Jangan-jangan badan ini akan menjadi tukang blokir…

Itu dia yang harus kita kawal bareng. Sekarang di UU ITE sudah masuk pasal 40 tentang pemerintah bisa putuskan akses. Pertanyaannya, yang belum beres dibahasa adalah bagaimana prosedur pemutusan akses itu.

Sebenarnya ada aturan menteri tentang penanganan konten negatif, atau Permen Blokir. Permen itu dirilis pada zamannya Tiffatul Sembiring yang dinilai masih perlu disempurnakan. Terkait tentang prosedur yang transpran, akuntabel dan professional. Jika perlu harus lewat pengadilan untuk kasus-kasus tertentu. Saya pernah ngobrol sama Kominfo, katanya Permen ini jadi prioritas untuk direvisi. Jadi jangan semena-mena pemerintah memblokir.

Bagaimana perbandingan negara lain seperti di Eropa, Australia atau di Amerika untuk mengatasi persoalan keamanan internet?

Kalau di negara maju, fake news itu juga jadi ancaman. Tapi masyarakatnya tumbuh bersamaan dengan tumbuhnya teknologi. Di Indonesia, sebelum tahun 1998 belum bisa bicara apa-apa. Begitu ‘keran’ berpendapat dibuka pasca1998, ini bablas. Mereka yang tidak biasa berdebat dan menyaring informasi.

Tahun 1999-2000 internet mulai ramai di Indonesia, jadi ada gegar teknologi. Negara maju, ngaconya sama. Tapi masyarakatnya termasuk lebih nature terhadap teknologi. Di Amerika sudah banyak edukasi tentang internet sudah ada.

Bahkan Amerika mengatur penggunaan internet untuk melindungi anak. Jadi sejak kecil sudah dibangun kultur pakai internet. Jadi bukan bicara soal internet siap atau tidak siap, tapi ini soal masyarakatnya harus lebih siap. Banyak yang bicara soal literasi digital, tapi tidak ada yang mengerjakan.

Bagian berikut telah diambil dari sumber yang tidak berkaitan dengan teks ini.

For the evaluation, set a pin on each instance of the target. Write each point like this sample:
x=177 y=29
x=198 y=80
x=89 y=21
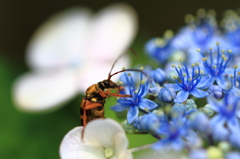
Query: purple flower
x=189 y=82
x=137 y=101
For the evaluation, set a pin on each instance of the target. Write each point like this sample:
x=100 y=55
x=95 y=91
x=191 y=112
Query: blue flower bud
x=129 y=128
x=167 y=95
x=200 y=122
x=147 y=123
x=190 y=104
x=207 y=110
x=215 y=91
x=178 y=109
x=158 y=76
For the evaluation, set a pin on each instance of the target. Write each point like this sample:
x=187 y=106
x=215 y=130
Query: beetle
x=92 y=105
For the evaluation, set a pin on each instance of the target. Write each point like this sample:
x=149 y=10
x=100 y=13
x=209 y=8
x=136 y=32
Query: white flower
x=71 y=51
x=103 y=139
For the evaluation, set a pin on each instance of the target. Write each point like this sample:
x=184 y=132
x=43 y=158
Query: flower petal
x=59 y=40
x=146 y=103
x=132 y=114
x=198 y=93
x=120 y=145
x=174 y=86
x=101 y=132
x=118 y=107
x=72 y=147
x=40 y=91
x=181 y=96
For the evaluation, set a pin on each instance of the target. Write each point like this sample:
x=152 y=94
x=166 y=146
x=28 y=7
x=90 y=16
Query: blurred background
x=38 y=135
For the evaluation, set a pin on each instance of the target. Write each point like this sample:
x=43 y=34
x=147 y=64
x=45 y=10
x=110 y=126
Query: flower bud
x=158 y=76
x=147 y=123
x=167 y=95
x=129 y=128
x=190 y=104
x=215 y=91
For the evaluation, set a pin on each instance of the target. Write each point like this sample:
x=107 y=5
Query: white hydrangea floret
x=102 y=139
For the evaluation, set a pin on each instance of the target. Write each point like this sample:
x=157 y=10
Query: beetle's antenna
x=109 y=77
x=130 y=49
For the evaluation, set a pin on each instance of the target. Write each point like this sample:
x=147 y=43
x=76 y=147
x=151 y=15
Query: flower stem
x=135 y=149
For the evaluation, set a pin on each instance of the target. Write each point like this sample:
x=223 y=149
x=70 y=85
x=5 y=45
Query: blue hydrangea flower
x=175 y=135
x=189 y=82
x=137 y=101
x=215 y=66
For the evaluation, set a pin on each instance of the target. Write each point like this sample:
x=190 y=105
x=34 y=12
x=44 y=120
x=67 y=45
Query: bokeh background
x=37 y=136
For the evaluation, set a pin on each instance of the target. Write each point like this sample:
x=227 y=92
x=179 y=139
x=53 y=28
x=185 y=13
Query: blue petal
x=205 y=82
x=118 y=107
x=199 y=93
x=181 y=96
x=146 y=103
x=174 y=86
x=132 y=114
x=233 y=124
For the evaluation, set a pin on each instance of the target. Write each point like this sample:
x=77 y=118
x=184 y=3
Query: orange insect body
x=93 y=102
x=92 y=106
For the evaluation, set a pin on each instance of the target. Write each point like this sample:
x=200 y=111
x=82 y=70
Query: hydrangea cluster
x=192 y=108
x=197 y=111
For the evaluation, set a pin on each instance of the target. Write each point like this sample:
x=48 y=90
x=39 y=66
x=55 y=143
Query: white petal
x=60 y=40
x=72 y=147
x=112 y=31
x=101 y=132
x=40 y=91
x=120 y=145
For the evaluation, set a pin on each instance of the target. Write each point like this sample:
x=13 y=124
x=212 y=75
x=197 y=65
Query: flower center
x=216 y=65
x=188 y=80
x=108 y=152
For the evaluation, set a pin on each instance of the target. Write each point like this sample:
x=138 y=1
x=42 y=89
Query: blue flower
x=215 y=66
x=175 y=134
x=160 y=48
x=137 y=101
x=188 y=83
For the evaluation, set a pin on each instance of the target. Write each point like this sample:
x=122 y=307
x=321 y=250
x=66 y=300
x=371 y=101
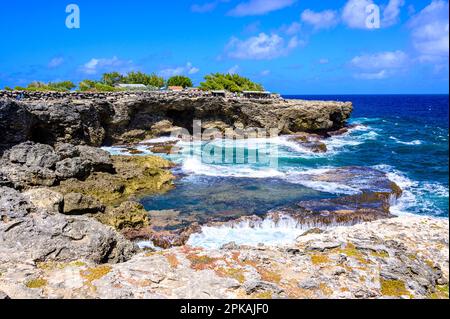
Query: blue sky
x=290 y=46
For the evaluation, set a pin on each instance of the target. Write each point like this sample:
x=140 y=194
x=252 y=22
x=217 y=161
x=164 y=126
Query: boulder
x=79 y=204
x=15 y=124
x=28 y=233
x=46 y=199
x=128 y=215
x=99 y=160
x=72 y=168
x=32 y=154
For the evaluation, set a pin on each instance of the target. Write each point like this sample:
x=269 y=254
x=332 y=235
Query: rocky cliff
x=98 y=119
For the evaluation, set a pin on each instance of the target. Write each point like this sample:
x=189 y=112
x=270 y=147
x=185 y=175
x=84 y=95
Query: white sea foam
x=415 y=196
x=194 y=165
x=268 y=232
x=415 y=142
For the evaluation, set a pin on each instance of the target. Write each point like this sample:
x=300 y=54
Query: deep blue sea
x=405 y=136
x=408 y=139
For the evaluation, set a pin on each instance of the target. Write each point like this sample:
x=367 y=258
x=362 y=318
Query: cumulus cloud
x=354 y=13
x=260 y=47
x=96 y=66
x=205 y=7
x=320 y=20
x=188 y=69
x=379 y=65
x=391 y=13
x=430 y=31
x=55 y=62
x=259 y=7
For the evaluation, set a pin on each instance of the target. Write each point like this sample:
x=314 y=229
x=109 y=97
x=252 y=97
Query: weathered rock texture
x=405 y=257
x=96 y=119
x=30 y=233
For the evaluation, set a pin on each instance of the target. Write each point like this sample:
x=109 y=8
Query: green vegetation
x=51 y=86
x=108 y=82
x=151 y=80
x=229 y=82
x=112 y=78
x=180 y=80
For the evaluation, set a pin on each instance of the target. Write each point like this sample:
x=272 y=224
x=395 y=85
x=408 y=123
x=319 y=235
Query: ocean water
x=406 y=136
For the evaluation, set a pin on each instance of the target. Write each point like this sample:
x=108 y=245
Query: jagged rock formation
x=30 y=233
x=111 y=118
x=405 y=257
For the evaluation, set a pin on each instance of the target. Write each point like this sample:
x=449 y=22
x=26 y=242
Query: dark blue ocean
x=405 y=136
x=408 y=138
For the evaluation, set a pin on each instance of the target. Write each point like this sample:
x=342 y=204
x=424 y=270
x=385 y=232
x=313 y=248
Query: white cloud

Tahun 2016, survei Asosiasi Penyelenggara Jaringan Internet Indonesia (APJII) mencatat 132 juta orang Indonesia adalah pengguna Intenet. Naik 50 persen di banding 2014. Bagaimana mendidik mereka agar Bisa menggunakan internet dengan cerdas dan aman?

Yang harus dilakukan intervensi masuk ke kurikulum. Kurikulum sekolah itu kan investasi. Investasi cara berpikir, nalar dan akal budi kan investasi. Tapi kata Kemendikbud, nggak mudah mengubah kurikulum. Saya sudah bilang dengan Anies Baswedan dan Mendikbud sekarang. Bahkan Mendikud Muhajir mengatakan penting kurikulum.

Apa yang dimasukan ke dalam kurikulum itu?

Di era teknologi saat ini, murid harus diberikan pilihan. Memperlakukan siswa untuk memandang teknologi dengan berpikir kritis. Tidak bisa mendoktrin kebenaran yang tunggal. Literasi digital adalah kemampuan anak untuk memilah dan memilih informasi menggunakan ICT. Bukan bicara soal bagaimana bisa pakai komputer.

Di Internet Sehat, kami sedang menerjemahkan buku literasi digital yang dipakai di Uni Eropa. Buku itu untuk guru dan murid. Buku itu gratis, dan tanpa harus bayar. Jadi bisa dipakai siapa saja. Saya ingin tunjukan ke Mendikbud. Buku itu sudah lama di UN dan banyak diadopsi negara lain. Judul bukunya ‘Web We Want’.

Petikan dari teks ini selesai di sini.